Need for further research

Further research is needed in this area of big data to answer questions like: 1) to what extent, and how soon, will a larger proportion of the population begin to voluntarily use sensor and IoT devices; 2) will the general public continue to tolerate involuntary data collection when those data are collected by connected devices; 3) will the general public have opinions similar to early adopters in the RWJF about sharing personal data from connected devices with survey researchers; 4) will the leverages that work for gaining survey participation work for gaining access to personal big data or will new/additional leverages be needed; 5) will we be able to use techniques similar to those used to access administrative record data or will we need to develop new protocol for seeking permission to access these data? I look forward to seeing and contributing toward the research to answer these questions. What are your thoughts?

Thursday, 6 November 2014

You Are What You Tweet: An Exploration of Tweets as an Auxiliary Data Source

Ashley Richards is a survey methodologist at RTI International. This post first appeared on SurveyPost on 29, July 2014. 

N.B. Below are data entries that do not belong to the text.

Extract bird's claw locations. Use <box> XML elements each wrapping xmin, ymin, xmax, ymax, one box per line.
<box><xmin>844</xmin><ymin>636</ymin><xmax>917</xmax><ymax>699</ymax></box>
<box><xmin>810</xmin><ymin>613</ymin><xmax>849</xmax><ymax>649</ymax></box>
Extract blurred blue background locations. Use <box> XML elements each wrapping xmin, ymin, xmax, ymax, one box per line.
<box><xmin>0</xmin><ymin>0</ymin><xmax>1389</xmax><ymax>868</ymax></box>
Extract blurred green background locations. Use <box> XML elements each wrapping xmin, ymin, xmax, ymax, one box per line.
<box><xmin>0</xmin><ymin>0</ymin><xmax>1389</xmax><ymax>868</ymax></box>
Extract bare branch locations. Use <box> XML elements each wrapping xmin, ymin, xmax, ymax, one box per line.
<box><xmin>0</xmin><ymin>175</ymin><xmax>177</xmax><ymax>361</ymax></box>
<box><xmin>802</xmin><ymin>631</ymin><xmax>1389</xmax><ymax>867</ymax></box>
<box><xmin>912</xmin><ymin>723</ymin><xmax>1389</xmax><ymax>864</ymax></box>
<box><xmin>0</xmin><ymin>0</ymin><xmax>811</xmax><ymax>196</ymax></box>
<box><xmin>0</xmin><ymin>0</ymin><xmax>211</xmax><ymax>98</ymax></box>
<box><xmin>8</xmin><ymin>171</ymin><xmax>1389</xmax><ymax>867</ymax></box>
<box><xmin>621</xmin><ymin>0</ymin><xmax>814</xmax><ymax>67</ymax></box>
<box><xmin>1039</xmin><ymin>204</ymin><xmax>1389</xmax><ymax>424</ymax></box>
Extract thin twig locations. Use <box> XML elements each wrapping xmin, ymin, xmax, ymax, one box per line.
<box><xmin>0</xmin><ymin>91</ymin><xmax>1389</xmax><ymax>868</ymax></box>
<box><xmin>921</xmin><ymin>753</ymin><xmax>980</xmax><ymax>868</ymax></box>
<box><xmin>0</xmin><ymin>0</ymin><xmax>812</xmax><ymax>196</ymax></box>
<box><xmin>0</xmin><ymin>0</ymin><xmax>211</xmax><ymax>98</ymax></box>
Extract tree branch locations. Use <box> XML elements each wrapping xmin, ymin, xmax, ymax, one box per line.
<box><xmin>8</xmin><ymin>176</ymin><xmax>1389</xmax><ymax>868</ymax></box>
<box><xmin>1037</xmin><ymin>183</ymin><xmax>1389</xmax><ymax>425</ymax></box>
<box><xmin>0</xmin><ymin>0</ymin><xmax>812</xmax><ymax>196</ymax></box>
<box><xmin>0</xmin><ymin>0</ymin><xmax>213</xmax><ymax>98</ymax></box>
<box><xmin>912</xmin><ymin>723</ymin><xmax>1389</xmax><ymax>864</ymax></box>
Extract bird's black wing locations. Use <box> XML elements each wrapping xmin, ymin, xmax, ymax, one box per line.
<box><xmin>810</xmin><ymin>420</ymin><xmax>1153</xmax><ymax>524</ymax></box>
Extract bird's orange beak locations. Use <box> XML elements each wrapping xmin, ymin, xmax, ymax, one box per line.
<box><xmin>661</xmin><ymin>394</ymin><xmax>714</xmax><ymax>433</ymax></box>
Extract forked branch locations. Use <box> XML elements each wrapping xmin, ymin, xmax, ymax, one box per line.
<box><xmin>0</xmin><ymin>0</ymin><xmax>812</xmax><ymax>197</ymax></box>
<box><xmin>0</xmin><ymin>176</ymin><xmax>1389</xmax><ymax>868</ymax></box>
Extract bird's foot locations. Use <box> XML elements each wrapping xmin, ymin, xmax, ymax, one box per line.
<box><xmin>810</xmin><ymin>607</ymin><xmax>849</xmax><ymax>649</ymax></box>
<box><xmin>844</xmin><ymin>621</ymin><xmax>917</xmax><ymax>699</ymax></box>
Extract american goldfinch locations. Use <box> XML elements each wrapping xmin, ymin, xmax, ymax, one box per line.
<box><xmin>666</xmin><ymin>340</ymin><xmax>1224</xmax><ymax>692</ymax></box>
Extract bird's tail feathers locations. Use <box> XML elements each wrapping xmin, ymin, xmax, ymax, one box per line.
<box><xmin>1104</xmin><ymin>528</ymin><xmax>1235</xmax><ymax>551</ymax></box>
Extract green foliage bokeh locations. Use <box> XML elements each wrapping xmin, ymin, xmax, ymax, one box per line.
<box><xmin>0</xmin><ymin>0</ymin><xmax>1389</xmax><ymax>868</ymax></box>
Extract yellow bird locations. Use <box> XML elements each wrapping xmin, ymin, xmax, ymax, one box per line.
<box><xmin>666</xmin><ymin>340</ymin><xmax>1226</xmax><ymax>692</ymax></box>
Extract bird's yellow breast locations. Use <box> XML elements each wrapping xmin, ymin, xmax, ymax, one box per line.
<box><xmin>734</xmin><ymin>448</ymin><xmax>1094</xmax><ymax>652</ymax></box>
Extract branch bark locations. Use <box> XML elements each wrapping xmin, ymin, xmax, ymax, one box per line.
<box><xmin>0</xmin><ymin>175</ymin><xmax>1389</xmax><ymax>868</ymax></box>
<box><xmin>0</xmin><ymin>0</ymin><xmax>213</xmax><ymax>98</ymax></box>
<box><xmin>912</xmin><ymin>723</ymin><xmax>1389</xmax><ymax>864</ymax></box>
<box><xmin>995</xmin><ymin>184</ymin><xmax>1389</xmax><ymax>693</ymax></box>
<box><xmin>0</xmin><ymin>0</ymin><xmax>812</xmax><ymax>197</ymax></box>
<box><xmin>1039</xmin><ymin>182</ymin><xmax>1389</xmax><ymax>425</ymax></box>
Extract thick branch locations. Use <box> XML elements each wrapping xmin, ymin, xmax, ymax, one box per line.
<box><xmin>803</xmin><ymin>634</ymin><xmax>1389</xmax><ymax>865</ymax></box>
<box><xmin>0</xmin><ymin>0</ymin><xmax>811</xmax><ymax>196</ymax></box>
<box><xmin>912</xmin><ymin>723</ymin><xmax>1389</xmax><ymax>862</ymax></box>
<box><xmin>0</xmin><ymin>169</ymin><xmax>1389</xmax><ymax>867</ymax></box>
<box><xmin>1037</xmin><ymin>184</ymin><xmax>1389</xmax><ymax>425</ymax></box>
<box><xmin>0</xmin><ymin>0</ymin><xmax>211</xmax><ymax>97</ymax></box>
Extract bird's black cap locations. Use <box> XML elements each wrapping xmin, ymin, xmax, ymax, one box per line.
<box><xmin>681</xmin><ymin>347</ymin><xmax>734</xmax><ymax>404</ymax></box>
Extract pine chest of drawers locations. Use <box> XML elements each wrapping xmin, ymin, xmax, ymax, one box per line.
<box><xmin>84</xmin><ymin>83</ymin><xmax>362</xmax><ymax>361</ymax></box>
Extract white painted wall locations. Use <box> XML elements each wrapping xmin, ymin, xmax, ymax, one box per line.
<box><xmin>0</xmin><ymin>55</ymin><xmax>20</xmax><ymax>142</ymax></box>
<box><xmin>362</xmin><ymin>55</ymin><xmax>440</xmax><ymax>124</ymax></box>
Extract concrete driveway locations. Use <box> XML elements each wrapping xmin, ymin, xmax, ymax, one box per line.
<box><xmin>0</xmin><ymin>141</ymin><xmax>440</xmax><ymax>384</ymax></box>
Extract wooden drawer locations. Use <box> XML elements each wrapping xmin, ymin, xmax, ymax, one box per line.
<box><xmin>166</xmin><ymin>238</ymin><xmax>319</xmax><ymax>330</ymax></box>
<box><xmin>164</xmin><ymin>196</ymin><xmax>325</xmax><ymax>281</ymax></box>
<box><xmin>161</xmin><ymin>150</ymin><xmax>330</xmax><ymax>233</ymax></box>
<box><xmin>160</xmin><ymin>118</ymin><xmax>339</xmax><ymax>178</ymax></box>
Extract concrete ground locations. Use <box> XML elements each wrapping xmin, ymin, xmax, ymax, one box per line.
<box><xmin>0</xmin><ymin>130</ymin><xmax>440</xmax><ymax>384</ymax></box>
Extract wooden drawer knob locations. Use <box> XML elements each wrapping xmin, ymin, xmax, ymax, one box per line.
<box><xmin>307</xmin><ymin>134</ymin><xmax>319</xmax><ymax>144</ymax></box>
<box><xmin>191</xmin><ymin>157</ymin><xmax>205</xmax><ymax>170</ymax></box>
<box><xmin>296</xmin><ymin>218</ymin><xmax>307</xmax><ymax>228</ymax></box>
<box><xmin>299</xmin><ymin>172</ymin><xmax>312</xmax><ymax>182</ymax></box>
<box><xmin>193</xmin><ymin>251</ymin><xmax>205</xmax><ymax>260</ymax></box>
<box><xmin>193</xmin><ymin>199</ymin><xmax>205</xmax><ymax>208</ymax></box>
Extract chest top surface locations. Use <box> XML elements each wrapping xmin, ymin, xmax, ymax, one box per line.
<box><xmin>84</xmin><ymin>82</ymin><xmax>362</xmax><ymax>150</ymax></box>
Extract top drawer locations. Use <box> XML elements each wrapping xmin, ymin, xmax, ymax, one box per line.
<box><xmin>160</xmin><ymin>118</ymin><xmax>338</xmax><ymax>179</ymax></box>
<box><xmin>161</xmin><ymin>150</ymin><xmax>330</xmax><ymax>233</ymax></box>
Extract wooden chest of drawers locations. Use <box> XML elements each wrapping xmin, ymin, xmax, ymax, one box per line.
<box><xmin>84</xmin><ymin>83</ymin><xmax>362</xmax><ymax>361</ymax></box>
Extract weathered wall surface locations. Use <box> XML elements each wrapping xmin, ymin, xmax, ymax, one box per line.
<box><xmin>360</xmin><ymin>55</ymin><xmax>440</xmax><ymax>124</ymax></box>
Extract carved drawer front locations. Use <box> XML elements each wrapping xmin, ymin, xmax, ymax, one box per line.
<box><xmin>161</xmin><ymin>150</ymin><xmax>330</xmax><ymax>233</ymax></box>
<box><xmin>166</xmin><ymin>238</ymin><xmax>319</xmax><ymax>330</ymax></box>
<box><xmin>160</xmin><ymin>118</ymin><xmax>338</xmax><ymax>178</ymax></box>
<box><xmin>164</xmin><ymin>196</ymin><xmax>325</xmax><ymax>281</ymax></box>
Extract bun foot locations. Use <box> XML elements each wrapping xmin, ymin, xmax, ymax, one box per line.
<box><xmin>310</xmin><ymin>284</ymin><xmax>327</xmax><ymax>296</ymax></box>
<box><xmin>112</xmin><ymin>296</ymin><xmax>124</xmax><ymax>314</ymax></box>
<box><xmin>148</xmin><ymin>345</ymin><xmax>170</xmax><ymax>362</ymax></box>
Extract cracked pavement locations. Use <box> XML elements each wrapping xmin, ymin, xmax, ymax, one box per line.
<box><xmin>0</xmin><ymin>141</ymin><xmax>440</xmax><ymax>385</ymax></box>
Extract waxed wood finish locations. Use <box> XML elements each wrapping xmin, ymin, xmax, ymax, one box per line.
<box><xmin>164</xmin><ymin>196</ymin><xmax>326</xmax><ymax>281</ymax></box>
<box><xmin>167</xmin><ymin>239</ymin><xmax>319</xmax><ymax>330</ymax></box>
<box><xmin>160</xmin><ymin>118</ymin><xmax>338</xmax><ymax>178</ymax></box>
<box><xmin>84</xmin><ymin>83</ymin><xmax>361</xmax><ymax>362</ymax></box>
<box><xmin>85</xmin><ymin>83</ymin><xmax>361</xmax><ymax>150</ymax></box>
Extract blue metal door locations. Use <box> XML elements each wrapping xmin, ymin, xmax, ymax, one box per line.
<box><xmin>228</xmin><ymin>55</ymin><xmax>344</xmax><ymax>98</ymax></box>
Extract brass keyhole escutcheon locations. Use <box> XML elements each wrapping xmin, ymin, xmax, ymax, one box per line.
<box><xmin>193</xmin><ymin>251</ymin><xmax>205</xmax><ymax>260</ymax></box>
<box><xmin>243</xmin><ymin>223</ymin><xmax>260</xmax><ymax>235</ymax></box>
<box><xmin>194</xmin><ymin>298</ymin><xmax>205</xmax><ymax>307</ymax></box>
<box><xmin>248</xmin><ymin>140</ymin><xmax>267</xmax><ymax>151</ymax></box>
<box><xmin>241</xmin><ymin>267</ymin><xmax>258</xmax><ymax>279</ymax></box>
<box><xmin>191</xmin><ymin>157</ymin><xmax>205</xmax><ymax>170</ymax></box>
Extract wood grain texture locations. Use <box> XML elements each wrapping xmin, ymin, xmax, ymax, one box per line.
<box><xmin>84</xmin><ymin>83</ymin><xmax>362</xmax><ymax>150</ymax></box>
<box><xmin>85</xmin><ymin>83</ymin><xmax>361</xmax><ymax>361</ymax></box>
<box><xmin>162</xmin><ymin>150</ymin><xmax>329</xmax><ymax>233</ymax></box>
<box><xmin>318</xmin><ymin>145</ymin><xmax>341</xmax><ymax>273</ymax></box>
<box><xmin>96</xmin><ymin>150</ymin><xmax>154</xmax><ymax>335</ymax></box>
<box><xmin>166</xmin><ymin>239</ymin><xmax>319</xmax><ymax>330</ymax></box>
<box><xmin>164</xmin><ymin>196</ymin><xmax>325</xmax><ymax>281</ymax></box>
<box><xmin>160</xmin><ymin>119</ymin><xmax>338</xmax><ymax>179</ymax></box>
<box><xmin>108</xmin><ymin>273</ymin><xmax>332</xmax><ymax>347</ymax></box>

Last fall at MAPOR , Joe Murphy presented the findings of a fun study he did with our colleague, Justin Landwehr, and me. We asked survey respondents if we could look at their recent Tweets and combine them with their survey data. We took a subset of those respondents and masked their responses on six categorical variables. We then had three human coders and a machine algorithm try to predict the masked responses by reviewing the respondents’ Tweets and guessing how they would have responded on the survey. The coders looked for any clues in the Tweets, while the algorithm used a subset of Tweets and survey responses to find patterns in the way words were used. We found that both the humans and machine were better than random in predicting values of most of the variables.

We recently took this research a step further and compared the accuracy of these approaches to multiple imputation, with the help of our colleague Darryl Creel. Imputation is the approach traditionally used to account for missing data and we wanted to see how the nontraditional approaches stack up. Furthermore, we wanted to check out these approaches because imputation cannot be used in the case where survey questions are not asked. This commonly occurs because of space limitations, the desire to reduce respondent burden, or other factors. I will be presenting on this research at the upcoming Joint Statistical Meetings (JSM), in early August. I’ll give a brief summary here, but if you’d like more details on it please check out my presentation or email me for a copy of the paper.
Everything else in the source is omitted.